New Delhi, September 15, 2021: In view of the specific statutory provision contained in Section 61(2) of the Insolvency & Bankruptcy Code (IBC), the Supreme Court has observed that the NCLAT committed no error in dismissing the appeal on the ground of limitation by observing that it had no jurisdiction and/or power to condone the delay exceeding 15 days.

Considering the statutory provisions which provide that delay beyond 15 days in preferring the appeal is uncondonable, a Division Bench of Justice M.R. Shah and Justice Aniruddha Bose ruled that NCLAT has no jurisdiction and/or power to condone the delay exceeding 15 days.
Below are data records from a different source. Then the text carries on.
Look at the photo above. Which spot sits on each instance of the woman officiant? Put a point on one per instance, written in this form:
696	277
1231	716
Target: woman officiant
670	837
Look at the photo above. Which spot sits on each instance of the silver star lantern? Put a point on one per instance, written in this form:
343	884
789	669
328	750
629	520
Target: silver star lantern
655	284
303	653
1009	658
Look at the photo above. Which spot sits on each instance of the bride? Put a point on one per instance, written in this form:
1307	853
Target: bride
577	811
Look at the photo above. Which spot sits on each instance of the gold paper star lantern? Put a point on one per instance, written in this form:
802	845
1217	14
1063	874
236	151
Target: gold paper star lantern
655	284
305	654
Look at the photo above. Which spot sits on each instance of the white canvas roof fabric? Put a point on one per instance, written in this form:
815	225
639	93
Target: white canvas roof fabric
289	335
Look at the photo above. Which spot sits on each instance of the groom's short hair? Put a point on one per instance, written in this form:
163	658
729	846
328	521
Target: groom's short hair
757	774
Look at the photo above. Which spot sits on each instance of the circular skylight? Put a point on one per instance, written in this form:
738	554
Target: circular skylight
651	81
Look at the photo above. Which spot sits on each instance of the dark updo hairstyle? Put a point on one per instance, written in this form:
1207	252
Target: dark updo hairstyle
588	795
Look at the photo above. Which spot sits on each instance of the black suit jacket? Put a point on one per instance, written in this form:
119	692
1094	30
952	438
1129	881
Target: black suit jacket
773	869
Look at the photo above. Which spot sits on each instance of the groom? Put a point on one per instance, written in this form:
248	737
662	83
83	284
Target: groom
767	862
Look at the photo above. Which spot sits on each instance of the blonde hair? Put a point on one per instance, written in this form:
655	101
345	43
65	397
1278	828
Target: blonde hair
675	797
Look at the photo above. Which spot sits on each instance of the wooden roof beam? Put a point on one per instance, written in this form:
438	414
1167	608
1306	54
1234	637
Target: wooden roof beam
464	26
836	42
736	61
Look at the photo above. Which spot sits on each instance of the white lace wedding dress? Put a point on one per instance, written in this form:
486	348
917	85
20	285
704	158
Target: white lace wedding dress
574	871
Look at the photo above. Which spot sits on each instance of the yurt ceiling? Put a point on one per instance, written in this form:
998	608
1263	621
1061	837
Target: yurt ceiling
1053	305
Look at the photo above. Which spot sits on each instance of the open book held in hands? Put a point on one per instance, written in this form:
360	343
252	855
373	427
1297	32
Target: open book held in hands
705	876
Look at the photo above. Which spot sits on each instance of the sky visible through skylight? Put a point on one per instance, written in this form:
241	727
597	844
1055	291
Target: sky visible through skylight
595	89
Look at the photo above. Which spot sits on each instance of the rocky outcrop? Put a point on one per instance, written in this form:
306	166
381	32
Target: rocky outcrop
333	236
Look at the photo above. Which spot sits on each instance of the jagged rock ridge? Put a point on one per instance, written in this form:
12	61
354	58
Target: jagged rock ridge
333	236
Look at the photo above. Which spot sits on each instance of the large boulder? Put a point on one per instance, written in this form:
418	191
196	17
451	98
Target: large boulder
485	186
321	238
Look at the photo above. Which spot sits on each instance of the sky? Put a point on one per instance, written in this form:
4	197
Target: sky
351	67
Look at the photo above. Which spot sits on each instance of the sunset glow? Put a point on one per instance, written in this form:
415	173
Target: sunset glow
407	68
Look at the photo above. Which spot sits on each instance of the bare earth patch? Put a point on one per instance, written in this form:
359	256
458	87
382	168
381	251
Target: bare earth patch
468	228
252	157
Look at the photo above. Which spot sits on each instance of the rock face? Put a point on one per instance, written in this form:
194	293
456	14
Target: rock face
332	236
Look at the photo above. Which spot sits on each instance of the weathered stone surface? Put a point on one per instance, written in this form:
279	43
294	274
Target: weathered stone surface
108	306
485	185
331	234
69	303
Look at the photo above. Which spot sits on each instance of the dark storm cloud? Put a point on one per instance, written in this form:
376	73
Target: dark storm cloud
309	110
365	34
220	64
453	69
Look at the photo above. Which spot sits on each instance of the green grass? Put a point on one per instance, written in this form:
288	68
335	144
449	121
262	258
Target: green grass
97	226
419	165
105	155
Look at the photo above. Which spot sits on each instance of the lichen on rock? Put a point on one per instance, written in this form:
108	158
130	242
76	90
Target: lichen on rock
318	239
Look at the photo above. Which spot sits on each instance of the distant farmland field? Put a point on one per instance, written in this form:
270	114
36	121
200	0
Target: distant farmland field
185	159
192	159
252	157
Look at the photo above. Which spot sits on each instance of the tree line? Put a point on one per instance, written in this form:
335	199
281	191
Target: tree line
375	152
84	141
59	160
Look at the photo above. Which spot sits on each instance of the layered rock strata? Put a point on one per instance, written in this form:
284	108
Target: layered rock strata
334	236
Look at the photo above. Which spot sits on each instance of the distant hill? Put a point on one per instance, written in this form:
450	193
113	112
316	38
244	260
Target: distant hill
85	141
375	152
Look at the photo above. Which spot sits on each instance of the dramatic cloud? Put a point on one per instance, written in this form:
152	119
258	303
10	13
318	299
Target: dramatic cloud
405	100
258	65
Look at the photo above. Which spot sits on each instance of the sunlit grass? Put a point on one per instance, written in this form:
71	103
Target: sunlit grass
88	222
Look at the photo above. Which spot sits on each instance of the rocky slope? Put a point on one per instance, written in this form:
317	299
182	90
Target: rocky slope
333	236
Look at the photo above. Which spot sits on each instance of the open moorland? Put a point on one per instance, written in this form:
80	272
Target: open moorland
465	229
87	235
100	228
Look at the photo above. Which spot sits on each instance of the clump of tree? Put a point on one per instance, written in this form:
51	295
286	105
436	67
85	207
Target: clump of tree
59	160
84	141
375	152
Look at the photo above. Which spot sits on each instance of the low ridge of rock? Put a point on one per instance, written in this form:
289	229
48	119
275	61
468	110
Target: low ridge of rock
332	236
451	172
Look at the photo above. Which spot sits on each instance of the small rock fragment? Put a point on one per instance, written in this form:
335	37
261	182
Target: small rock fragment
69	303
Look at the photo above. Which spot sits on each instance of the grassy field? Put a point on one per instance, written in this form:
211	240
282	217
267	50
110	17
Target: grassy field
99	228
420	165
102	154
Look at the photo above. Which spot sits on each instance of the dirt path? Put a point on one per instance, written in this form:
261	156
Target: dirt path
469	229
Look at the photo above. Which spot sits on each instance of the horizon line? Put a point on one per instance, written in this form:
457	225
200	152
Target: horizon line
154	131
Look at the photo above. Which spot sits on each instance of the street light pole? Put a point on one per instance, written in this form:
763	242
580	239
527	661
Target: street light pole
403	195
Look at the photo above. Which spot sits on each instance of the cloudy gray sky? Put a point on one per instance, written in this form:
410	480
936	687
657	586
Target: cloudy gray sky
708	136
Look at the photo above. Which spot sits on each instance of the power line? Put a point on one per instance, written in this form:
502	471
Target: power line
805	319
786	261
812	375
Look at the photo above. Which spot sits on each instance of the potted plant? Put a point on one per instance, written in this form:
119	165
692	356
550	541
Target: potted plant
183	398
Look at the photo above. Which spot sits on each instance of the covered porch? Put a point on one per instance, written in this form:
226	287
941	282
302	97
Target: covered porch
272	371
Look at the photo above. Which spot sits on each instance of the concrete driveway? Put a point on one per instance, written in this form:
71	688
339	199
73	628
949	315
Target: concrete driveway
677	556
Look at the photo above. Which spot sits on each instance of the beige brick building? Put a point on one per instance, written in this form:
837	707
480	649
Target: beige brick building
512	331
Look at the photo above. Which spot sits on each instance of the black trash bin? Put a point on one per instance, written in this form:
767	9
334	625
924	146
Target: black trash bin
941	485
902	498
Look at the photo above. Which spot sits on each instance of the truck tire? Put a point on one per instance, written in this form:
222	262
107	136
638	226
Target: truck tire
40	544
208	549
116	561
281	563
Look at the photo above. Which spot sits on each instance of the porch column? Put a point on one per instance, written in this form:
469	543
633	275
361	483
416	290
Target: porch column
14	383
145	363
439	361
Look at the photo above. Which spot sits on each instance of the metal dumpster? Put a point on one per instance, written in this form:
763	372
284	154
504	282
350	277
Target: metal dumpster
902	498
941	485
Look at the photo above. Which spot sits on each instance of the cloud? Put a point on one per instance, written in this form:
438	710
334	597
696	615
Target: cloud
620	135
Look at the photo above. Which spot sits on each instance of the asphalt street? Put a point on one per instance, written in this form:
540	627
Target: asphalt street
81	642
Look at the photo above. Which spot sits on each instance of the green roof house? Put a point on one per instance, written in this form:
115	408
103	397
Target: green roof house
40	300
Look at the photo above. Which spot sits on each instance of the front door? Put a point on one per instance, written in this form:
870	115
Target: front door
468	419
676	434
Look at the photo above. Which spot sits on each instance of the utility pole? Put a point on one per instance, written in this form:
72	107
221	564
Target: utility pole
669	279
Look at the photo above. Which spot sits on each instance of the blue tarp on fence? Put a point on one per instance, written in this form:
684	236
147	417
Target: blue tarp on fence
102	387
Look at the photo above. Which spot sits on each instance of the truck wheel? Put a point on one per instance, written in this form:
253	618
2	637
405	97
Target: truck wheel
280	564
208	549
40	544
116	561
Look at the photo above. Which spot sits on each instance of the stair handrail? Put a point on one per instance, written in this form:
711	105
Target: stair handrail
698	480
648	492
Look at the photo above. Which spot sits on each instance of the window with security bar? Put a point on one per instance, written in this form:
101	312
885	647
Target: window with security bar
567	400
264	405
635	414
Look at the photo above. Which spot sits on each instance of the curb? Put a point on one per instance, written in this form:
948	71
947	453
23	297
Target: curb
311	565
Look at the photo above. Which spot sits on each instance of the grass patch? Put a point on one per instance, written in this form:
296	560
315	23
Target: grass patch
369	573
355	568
While refusing to accept the contention of the appellant’s counsel for condonation of delay, the Division Bench said that what cannot be done directly considering the statutory provisions, cannot be permitted to be done indirectly, while exercising the powers under Article 142 of the Constitution of India.

The Top Court observed that there may arise a situation where the applicant/appellant may not be in a position to file the appeal even within a statutory period of limitation prescribed under the Act and even within the extended maximum period of appeal which could be condoned owing to genuineness, viz., illness, accident etc.

However, under the statute, the Parliament has not carved out any exception of such a situation. Therefore, in a given case, it may cause hardship, however, unless the Parliament has carved out any exception by a provision of law, the period of limitation has to be given effect to. Such powers are only with the Parliament and the legislature, added the Court.

While reiterating that courts have no jurisdiction and/or authority to carve out any exception, the Division Bench opined that if the courts carve out an exception, it would amount to legislate which would in turn might be inserting the provision to the statute, which is not permissible.

The Top court noted that the appellant has challenged the order passed by the adjudicating authority affirming the decision of the resolution professional of rejection of the claim of the appellant before the NCLAT.

Observing that the appeal preferred before the NCLAT was u/s 61(2) of the IB Code, the Top Court said that as per Section 61(2) of the IB Code, the appeal was required to be preferred within a period of thirty days. Therefore, the limitation period prescribed to prefer an appeal was 30 days.

However, as per the proviso to Section 61(2) of the Code, the Appellate Tribunal may allow an appeal to be filed after the expiry of the said period of 30 days if it is satisfied that there was sufficient cause for not filing the appeal, but such period shall not exceed 15 days, added the Court.

Therefore, the Apex Court concluded that the Appellate Tribunal has no jurisdiction at all to condone the delay exceeding 15 days from the period of 30 days, as contemplated u/s 61(2) of the IB Code.